Di ruang mediasi, yang terlihat bukan sekadar dua orang yang ingin berpisah. Yang hadir adalah akumulasi kekecewaan, rasa tidak dihargai, luka yang tidak pernah dibicarakan, dan konflik yang dibiarkan tumbuh tanpa penyelesaian. Sangat jarang perceraian terjadi karena satu kejadian besar. Lebih sering, rumah tangga runtuh karena persoalan kecil yang terus diabaikan.
Hari ini, tantangan rumah tangga semakin kompleks. Tekanan ekonomi meningkat, ritme hidup semakin cepat, ruang komunikasi semakin sempit, sementara ekspektasi terhadap pasangan semakin tinggi.

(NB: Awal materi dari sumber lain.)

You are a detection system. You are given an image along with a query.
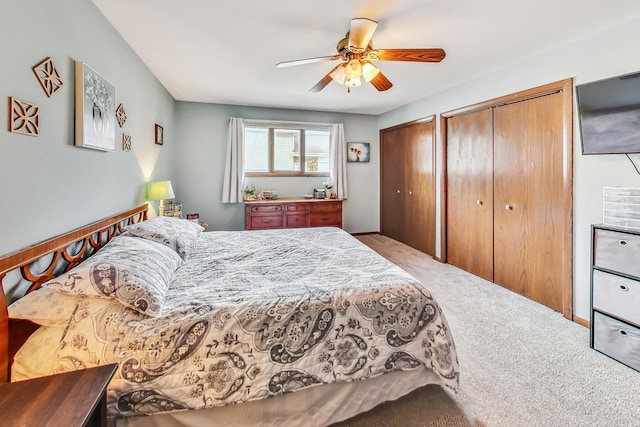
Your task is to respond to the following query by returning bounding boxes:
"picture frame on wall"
[156,123,164,145]
[75,61,116,151]
[347,142,369,163]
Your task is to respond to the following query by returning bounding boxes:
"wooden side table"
[0,364,118,427]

Ironisnya, banyak pasangan menyiapkan pesta pernikahan dengan sangat matang, tetapi tidak menyiapkan kemampuan untuk menghadapi perbedaan setelah menikah.
Konflik rumah tangga sesungguhnya adalah hal yang normal. Yang berbahaya bukan konflik itu sendiri, melainkan kebiasaan membiarkan konflik menjadi pola hidup.
Persoalan komunikasi menjadi salah satu penyebab yang paling sering muncul. Banyak pasangan kehilangan kemampuan mendengar. Percakapan berubah menjadi perdebatan. Kritik berubah menjadi serangan pribadi. Ketika pasangan tidak lagi merasa aman untuk berbicara, maka jarak emosional mulai terbentuk. Rumah tetap berdiri, tetapi hubungan perlahan kosong.
Di sisi lain, persoalan ekonomi juga sering menjadi pemantik konflik yang serius. Namun persoalannya tidak selalu soal kurangnya penghasilan. Banyak rumah tangga retak karena tidak adanya keterbukaan, perbedaan prioritas, atau keputusan keuangan yang dilakukan tanpa kesepakatan. Ketika uang menjadi alat kekuasaan, rasa saling percaya mulai terkikis.
Belum lagi campur tangan pihak luar yang berlebihan, penggunaan media sosial tanpa batas, hingga hadirnya pihak ketiga yang sering kali sebenarnya muncul setelah hubungan kehilangan kedekatan emosional.
Karena itu, pencegahan harus menjadi agenda utama dalam membangun keluarga.
Kita perlu mengubah cara pandang bahwa mempertahankan rumah tangga cukup dengan kesabaran semata. Rumah tangga membutuhkan keterampilan: keterampilan berkomunikasi, mengelola emosi, menyelesaikan konflik, dan mengambil keputusan bersama.
Pasangan perlu memiliki kebiasaan berdialog secara sadar—bukan hanya berbicara tentang kebutuhan sehari-hari, tetapi juga tentang perasaan, harapan, dan kekhawatiran masing-masing. Jangan menunggu konflik besar untuk mulai saling mendengar.
Ada prinsip sederhana tetapi sering dilupakan: dalam rumah tangga, pasangan bukan lawan. Masalah adalah lawannya. Ketika suami dan istri mulai saling menjatuhkan demi merasa menang, sesungguhnya keduanya sedang kalah.
Pencegahan juga berarti berani mencari bantuan sebelum keadaan memburuk. Konseling keluarga, mediasi, atau ruang dialog yang netral bukan tanda kegagalan rumah tangga. Justru itu bentuk tanggung jawab untuk menyelamatkan hubungan sebelum keputusan yang diambil menjadi penyesalan.
Perceraian memang diakui sebagai jalan hukum ketika rumah tangga tidak lagi dapat dipertahankan. Namun masyarakat perlu memahami bahwa keberhasilan keluarga bukan diukur dari kemampuan bertahan dalam diam, melainkan kemampuan menyelesaikan konflik dengan dewasa.
Rumah tangga tidak hancur dalam satu malam. Ia retak sedikit demi sedikit—dan karena itu, pencegahannya juga harus dimulai dari hal-hal kecil: mendengar lebih banyak, menyalahkan lebih sedikit, dan memilih memperbaiki sebelum terlambat.